The story continued: “It is a loose network of independent churches with no creed, so it’s hard to generalize about its beliefs. But in addition to the standard conservative Christian articles of faith, the typical Christer thinks a church piano is the devil’s instrument, it’s wrong to celebrate Christmas as Jesus’ birth — and, oh yes, everyone but members of the Church of Christ is going to spend eternity in hell.”
That same week, a WorldNetDaily.com story referred to possible Republican presidential candidate Fred Thompson’s reported affiliation with Churches of Christ. The story said: “Political strategists say Thompson would likely have to distance himself from the Churches of Christ in a general election bid. Democratic candidate Hillary Clinton, in particular, could make hay of his affiliation with the church, which restricts women’s role in the worship service.”
Granted, neither of those publications represent the mainstream media.
But even the initial Associated Press story from Mary Winkler’s murder trial referred to Churches of Christ as a “strict denomination.” To AP’s credit, a respected national editor in New York removed that description when I complained that it hinted at editorial bias.
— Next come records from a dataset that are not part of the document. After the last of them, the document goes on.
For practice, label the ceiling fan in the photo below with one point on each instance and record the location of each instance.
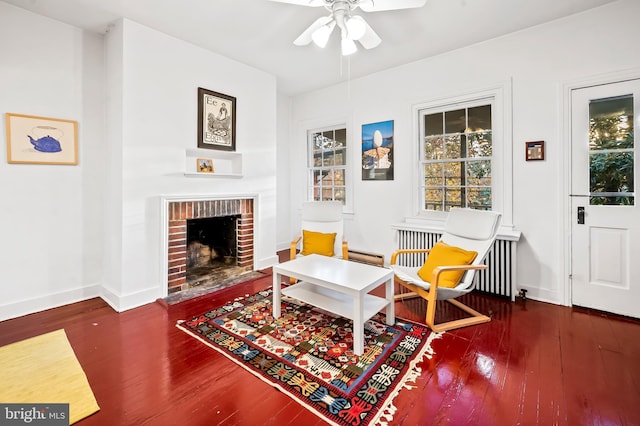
(352, 27)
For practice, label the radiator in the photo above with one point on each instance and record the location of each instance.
(499, 277)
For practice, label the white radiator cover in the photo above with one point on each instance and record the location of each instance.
(500, 275)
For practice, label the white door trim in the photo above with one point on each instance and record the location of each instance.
(565, 164)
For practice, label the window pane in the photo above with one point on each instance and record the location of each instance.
(327, 158)
(479, 198)
(453, 173)
(479, 144)
(454, 197)
(433, 174)
(338, 177)
(480, 118)
(340, 138)
(611, 178)
(479, 173)
(433, 124)
(452, 146)
(611, 123)
(317, 177)
(455, 121)
(433, 148)
(340, 157)
(433, 199)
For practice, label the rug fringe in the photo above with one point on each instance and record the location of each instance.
(388, 410)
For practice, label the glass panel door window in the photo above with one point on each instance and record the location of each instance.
(611, 151)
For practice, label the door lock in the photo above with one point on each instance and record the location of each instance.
(580, 215)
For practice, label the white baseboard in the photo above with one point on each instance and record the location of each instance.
(30, 306)
(125, 302)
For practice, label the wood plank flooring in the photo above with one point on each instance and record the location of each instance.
(534, 363)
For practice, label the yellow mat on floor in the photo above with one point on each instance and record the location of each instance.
(44, 369)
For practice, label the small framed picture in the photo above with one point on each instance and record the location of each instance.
(41, 140)
(535, 150)
(204, 165)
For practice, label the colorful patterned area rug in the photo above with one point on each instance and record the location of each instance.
(307, 354)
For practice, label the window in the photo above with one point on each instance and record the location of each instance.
(456, 156)
(611, 151)
(327, 164)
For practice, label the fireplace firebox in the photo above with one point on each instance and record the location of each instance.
(209, 240)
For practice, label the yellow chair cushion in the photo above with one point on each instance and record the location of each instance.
(445, 255)
(317, 243)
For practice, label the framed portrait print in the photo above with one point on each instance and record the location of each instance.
(41, 140)
(204, 165)
(216, 120)
(535, 150)
(377, 151)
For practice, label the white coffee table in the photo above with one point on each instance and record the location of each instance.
(338, 286)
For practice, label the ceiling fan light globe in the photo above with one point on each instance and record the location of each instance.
(321, 36)
(356, 27)
(348, 46)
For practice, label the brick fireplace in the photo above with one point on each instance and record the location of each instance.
(179, 212)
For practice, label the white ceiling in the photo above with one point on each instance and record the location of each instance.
(260, 32)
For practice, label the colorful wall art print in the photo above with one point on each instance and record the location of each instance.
(377, 151)
(41, 140)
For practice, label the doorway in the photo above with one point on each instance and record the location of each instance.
(605, 218)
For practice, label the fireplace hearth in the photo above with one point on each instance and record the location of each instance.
(209, 242)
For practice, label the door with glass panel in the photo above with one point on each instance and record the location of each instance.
(605, 230)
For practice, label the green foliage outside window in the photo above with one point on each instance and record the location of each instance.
(456, 163)
(611, 151)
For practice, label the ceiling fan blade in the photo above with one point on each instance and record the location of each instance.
(370, 39)
(380, 5)
(312, 3)
(305, 38)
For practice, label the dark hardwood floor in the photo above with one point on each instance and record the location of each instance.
(534, 363)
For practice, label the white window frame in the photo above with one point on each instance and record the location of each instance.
(310, 167)
(501, 163)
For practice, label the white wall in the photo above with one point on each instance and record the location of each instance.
(160, 76)
(51, 215)
(76, 232)
(533, 66)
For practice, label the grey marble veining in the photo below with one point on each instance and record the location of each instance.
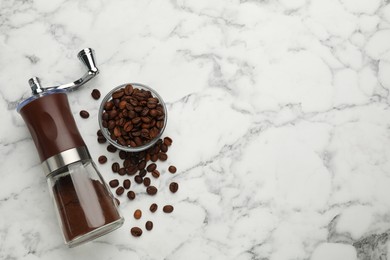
(279, 112)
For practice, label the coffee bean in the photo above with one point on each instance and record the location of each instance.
(118, 94)
(149, 225)
(167, 141)
(151, 167)
(156, 174)
(133, 116)
(101, 139)
(126, 184)
(153, 207)
(173, 187)
(138, 179)
(119, 191)
(122, 155)
(142, 165)
(142, 173)
(168, 208)
(132, 170)
(114, 183)
(162, 156)
(128, 90)
(102, 159)
(154, 158)
(131, 195)
(111, 148)
(147, 181)
(122, 171)
(172, 169)
(115, 167)
(137, 214)
(95, 94)
(84, 114)
(127, 163)
(136, 231)
(164, 148)
(151, 190)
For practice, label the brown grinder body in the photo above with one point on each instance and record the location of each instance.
(86, 209)
(51, 125)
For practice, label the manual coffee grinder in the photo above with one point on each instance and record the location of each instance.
(85, 207)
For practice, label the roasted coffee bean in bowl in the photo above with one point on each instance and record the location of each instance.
(132, 117)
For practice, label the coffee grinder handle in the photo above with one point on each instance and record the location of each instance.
(87, 57)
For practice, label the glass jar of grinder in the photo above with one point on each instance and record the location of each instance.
(85, 207)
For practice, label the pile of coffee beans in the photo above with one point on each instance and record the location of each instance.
(133, 116)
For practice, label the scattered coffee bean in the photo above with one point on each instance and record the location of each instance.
(151, 167)
(151, 190)
(153, 207)
(101, 139)
(132, 170)
(133, 116)
(164, 148)
(122, 171)
(142, 173)
(102, 159)
(156, 174)
(149, 225)
(111, 148)
(126, 184)
(131, 195)
(162, 156)
(114, 183)
(168, 208)
(147, 181)
(167, 141)
(137, 214)
(84, 114)
(136, 231)
(115, 167)
(95, 94)
(142, 165)
(173, 187)
(172, 169)
(122, 155)
(119, 191)
(138, 179)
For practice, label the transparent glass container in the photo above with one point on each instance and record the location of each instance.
(106, 132)
(86, 209)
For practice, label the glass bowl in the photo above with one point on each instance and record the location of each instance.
(106, 132)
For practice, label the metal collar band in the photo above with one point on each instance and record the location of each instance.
(65, 158)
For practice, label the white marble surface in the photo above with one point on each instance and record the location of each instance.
(279, 111)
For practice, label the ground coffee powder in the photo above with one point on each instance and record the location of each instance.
(84, 205)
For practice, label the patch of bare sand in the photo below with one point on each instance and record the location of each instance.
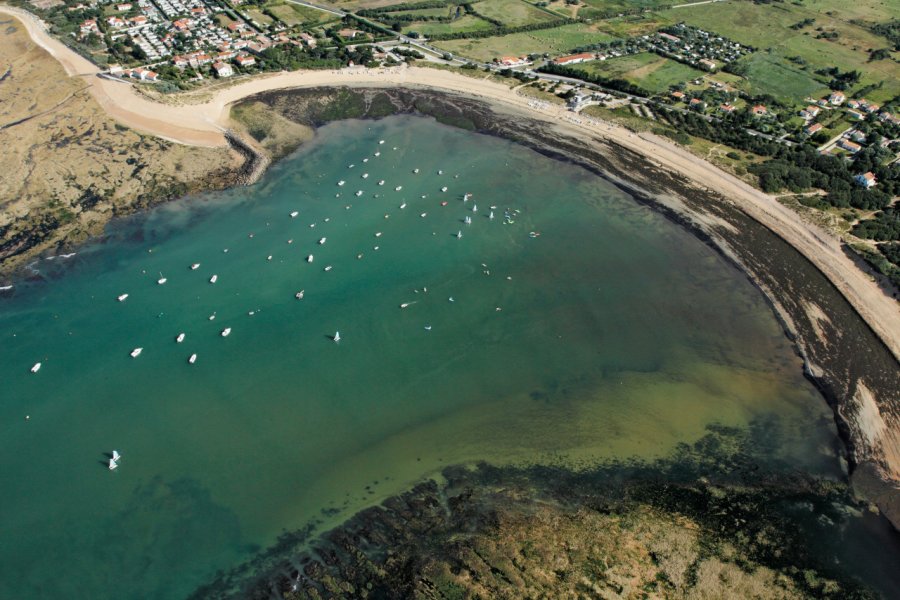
(66, 166)
(881, 432)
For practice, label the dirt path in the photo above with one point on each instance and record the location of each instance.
(203, 123)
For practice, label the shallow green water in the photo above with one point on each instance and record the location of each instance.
(611, 334)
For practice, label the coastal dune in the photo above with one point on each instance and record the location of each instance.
(873, 416)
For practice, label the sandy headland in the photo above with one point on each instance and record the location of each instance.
(845, 326)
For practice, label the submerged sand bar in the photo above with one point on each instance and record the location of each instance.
(204, 124)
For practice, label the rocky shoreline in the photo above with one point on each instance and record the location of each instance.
(717, 519)
(856, 373)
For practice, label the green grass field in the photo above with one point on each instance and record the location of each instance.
(559, 40)
(512, 12)
(294, 14)
(651, 72)
(465, 23)
(767, 26)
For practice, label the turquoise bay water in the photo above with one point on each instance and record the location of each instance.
(612, 333)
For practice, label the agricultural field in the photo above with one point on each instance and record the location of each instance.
(294, 14)
(769, 27)
(649, 71)
(512, 13)
(772, 74)
(464, 23)
(559, 40)
(593, 9)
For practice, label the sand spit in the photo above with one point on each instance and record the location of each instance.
(735, 217)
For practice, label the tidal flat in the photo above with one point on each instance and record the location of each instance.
(583, 327)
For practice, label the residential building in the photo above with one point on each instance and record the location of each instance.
(813, 129)
(223, 69)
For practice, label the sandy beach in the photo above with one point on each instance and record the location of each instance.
(203, 124)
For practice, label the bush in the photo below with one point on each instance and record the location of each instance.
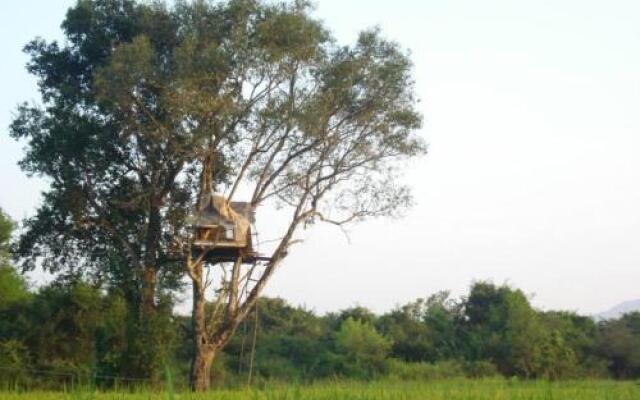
(403, 370)
(480, 369)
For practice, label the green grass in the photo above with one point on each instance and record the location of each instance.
(462, 389)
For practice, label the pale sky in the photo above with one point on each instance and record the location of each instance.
(533, 178)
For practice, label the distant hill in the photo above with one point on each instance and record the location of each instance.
(620, 309)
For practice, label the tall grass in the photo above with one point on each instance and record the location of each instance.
(449, 389)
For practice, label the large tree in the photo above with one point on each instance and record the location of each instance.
(146, 109)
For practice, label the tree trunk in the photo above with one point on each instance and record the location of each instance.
(201, 368)
(204, 352)
(148, 290)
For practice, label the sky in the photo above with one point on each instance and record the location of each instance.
(532, 177)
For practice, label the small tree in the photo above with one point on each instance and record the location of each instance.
(363, 349)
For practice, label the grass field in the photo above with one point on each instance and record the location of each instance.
(382, 390)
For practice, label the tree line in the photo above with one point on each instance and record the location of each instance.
(74, 329)
(148, 109)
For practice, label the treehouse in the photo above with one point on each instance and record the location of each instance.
(223, 230)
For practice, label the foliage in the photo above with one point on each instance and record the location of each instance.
(362, 348)
(450, 389)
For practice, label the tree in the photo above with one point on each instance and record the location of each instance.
(145, 102)
(323, 145)
(13, 287)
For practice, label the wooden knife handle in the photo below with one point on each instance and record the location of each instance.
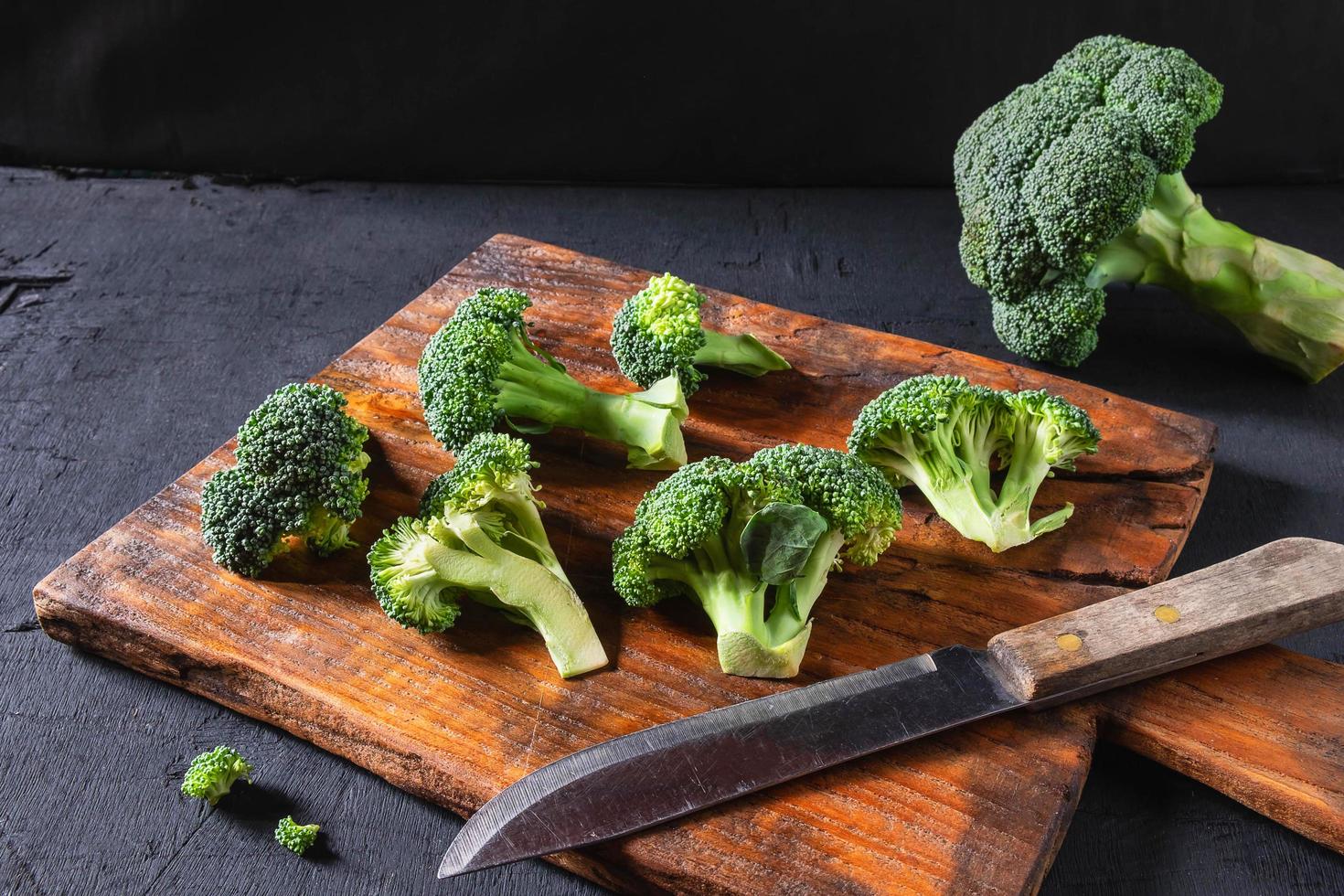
(1281, 589)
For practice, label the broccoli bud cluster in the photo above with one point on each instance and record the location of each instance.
(299, 475)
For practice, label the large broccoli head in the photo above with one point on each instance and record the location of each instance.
(1060, 168)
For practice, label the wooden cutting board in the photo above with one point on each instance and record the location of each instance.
(454, 718)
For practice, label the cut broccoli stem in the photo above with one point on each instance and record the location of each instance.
(1286, 303)
(735, 603)
(1029, 469)
(648, 423)
(742, 354)
(534, 595)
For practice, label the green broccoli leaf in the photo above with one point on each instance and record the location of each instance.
(778, 539)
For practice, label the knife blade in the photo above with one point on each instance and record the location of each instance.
(683, 766)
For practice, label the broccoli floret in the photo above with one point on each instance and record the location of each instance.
(481, 368)
(212, 774)
(1074, 182)
(293, 836)
(299, 475)
(657, 334)
(480, 536)
(752, 543)
(943, 434)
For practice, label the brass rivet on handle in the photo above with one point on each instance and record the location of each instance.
(1069, 641)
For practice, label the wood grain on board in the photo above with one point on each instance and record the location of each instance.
(457, 716)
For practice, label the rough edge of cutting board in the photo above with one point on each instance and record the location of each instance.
(144, 657)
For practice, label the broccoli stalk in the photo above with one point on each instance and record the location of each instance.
(754, 544)
(646, 422)
(943, 434)
(1074, 182)
(1287, 304)
(741, 354)
(481, 368)
(657, 334)
(480, 536)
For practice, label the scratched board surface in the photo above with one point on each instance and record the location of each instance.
(457, 716)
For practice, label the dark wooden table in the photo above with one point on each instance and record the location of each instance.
(148, 316)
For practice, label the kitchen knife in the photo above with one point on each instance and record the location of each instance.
(675, 769)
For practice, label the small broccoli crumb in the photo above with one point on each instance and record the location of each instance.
(212, 774)
(293, 836)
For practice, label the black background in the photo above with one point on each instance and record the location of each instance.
(187, 300)
(712, 93)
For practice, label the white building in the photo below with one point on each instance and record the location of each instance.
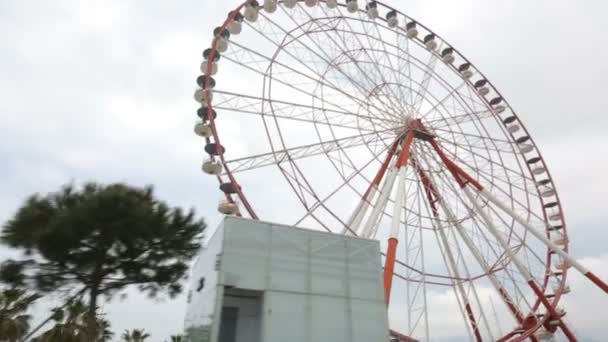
(262, 282)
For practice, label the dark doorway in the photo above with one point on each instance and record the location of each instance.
(228, 324)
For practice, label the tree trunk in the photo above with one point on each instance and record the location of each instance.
(93, 294)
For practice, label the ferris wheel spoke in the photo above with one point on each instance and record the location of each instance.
(249, 104)
(519, 265)
(377, 59)
(493, 245)
(490, 178)
(345, 183)
(451, 270)
(362, 89)
(441, 102)
(450, 261)
(278, 68)
(478, 141)
(305, 151)
(459, 119)
(515, 311)
(515, 173)
(345, 50)
(428, 74)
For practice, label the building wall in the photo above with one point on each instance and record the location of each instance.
(316, 286)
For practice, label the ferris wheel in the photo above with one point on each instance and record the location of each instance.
(359, 120)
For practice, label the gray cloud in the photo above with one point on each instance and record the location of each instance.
(103, 91)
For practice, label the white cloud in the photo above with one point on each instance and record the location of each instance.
(103, 90)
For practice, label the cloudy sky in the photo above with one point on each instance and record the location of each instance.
(102, 90)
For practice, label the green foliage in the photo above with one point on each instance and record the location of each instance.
(177, 338)
(75, 323)
(135, 335)
(101, 238)
(14, 322)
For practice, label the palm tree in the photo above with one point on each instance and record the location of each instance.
(178, 338)
(135, 335)
(14, 322)
(76, 324)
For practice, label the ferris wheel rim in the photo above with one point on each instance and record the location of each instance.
(535, 150)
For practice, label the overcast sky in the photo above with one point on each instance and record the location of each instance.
(102, 90)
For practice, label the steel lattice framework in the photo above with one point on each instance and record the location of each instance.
(383, 130)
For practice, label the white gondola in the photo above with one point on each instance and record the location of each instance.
(202, 129)
(565, 290)
(410, 30)
(235, 27)
(204, 67)
(431, 44)
(251, 13)
(538, 170)
(466, 74)
(221, 45)
(449, 58)
(352, 6)
(560, 241)
(212, 167)
(392, 20)
(290, 3)
(544, 335)
(526, 148)
(270, 6)
(499, 109)
(547, 193)
(199, 95)
(203, 96)
(372, 12)
(513, 128)
(227, 208)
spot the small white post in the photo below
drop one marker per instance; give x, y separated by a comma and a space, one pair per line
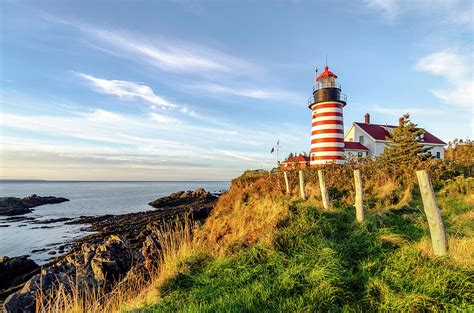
287, 183
433, 214
359, 205
322, 187
302, 185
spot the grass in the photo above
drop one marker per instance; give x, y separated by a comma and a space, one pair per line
263, 251
324, 261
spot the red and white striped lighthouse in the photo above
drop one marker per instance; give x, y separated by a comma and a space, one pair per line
327, 131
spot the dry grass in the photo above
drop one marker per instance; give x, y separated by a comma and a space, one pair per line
460, 250
139, 287
243, 217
Still, I wonder how we should handle negative characterizations of Churches of Christ. Should we worry about unfair representations? Why, in some cases, are we so misunderstood?
What has your own congregation’s experience been in dealing with the media? Are the types of descriptions mentioned above exceptions or typical?
I’d welcome your thoughts and ideas. Please e-mail me and be sure to include your name, congregation and contact information.
Assistant managing editor Erik Tryggestad, his wife, Jeanie, and I worshiped at the Central church in Wichita, Kan., recently while in town for a National Writers Workshop. The man sitting in front of us — whose name I apologize that I cannot remember — made our day by recognizing us and telling us how much he likes reading the Chronicle.
I have enjoyed similar exchanges recently with readers in California, Maryland and Oklahoma. Thank you for blessing us by reading the Chronicle and supporting our ministry of informing, inspiring and uniting Churches of Christ.